LUNG CANCER ADVANCES
—Treatment for lung cancer has changed dramatically the past few years, and more advances were presented this week at a medical meeting in Spain. Among them: targeted pills, immunotherapy-chemotherapy combinations, and a closely watched medicine from Amgen (NASDAQ: AMGN).
—In a Phase 3 study called IMpower110, the Roche immunotherapy atezolizumab (Tecentriq) fared better than chemotherapy in patients whose non-small cell lung cancer (NSCLC) has high levels of the protein PD-L1.
—Merck (NYSE: MRK) and Bristol-Myers Squibb (NYSE: BMY) had immunotherapy updates too. Merck’s pembrolizumab (Keytruda)-chemo combo helped NSCLC patients whose tumors didn’t have PD-L1; Bristol presented long-term survival numbers for patients on nivolumab (Opdivo).
DATA UPS & DOWNS
—Biogen (NASDAQ: BIIB) and Alkermes (NASDAQ: ALKS) posted an update for diroximel fumarate, which they aim to show is a safer successor to Biogen’s multiple sclerosis (MS) pill Tecfidera. Less than 1 percent of the 888 patients in the Phase 3 study EVOLVE-MS-1 for a median of 18 months have dropped out thus far because of GI issues, a key statistic the companies are tracking.

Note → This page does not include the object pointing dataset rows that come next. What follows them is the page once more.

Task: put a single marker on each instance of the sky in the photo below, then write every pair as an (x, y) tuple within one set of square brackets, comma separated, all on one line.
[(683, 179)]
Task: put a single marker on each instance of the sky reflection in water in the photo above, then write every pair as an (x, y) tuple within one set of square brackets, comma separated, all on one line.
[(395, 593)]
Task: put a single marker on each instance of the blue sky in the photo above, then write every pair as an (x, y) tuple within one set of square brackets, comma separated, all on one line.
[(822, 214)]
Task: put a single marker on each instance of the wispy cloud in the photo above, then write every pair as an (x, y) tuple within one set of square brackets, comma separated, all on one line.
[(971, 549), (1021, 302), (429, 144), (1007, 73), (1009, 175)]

—Novartis (NYSE: NVS) today is presenting results of a Phase 3 study showing that its monthly MS drug ofatumumab beat Sanofi’s teriflunomide (Aubagio) head to head.

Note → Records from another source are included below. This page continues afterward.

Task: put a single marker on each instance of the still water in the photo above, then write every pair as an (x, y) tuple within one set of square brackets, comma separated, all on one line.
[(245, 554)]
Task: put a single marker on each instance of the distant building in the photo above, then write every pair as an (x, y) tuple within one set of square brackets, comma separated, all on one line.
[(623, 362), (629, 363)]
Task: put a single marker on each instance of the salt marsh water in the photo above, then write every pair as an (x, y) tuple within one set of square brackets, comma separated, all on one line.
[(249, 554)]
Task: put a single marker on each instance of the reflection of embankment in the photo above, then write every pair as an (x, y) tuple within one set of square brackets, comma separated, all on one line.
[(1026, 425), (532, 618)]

—Moderna (NASDAQ: MRNA) reported encouraging Phase 1 results for cytomegalovirus and chikungunya virus infections, a small step forward for its closely watched experimental messenger RNA therapies. The biggest cause for concern: One volunteer reported cardiovascular problems. STAT has more.
—Shares of Adverum Biotechnologies (NASDAQ: ADVM) fell 31 percent after what analyst Mani Foroohar of SVB Leerink called “mixed signals” in an early trial of a gene therapy for wet age-related macular degeneration. At the study’s six-month mark, none of the six patients had yet received a rescue therapy. But vision, on average, also worsened.
—Shares of Tocagen (NASDAQ: TOCA) plummeted nearly 80 percent after its gene therapy for recurrent brain cancer failed a Phase 3 trial.
—Aveo Oncology (NASDAQ: AVEO) updated survival data from a late-stage study of its tivozanib (Fotvida) in kidney cancer, briefly boosting shares 50 percent. The FDA first rejected Fotvida in 2013. It was approved in Europe in 2017, but Aveo warned earlier this year that the approval was at risk if long-term survival rates didn’t improve.
—The Acadia Pharmaceuticals (NASDAQ: ACAD) drug pimavanserin succeeded in a Phase 3 study in psychosis in dementia patients. The drug is already approved to treat psychosis in Parkinson’s patients.
AND THE WINNERS ARE…
—The winners of this year’s Lasker Awards, the top US biomedical prizes, went to the inventors of the breast cancer drug Herceptin, pioneers in the field of immunology, and a nonprofit expanding global access to vaccines.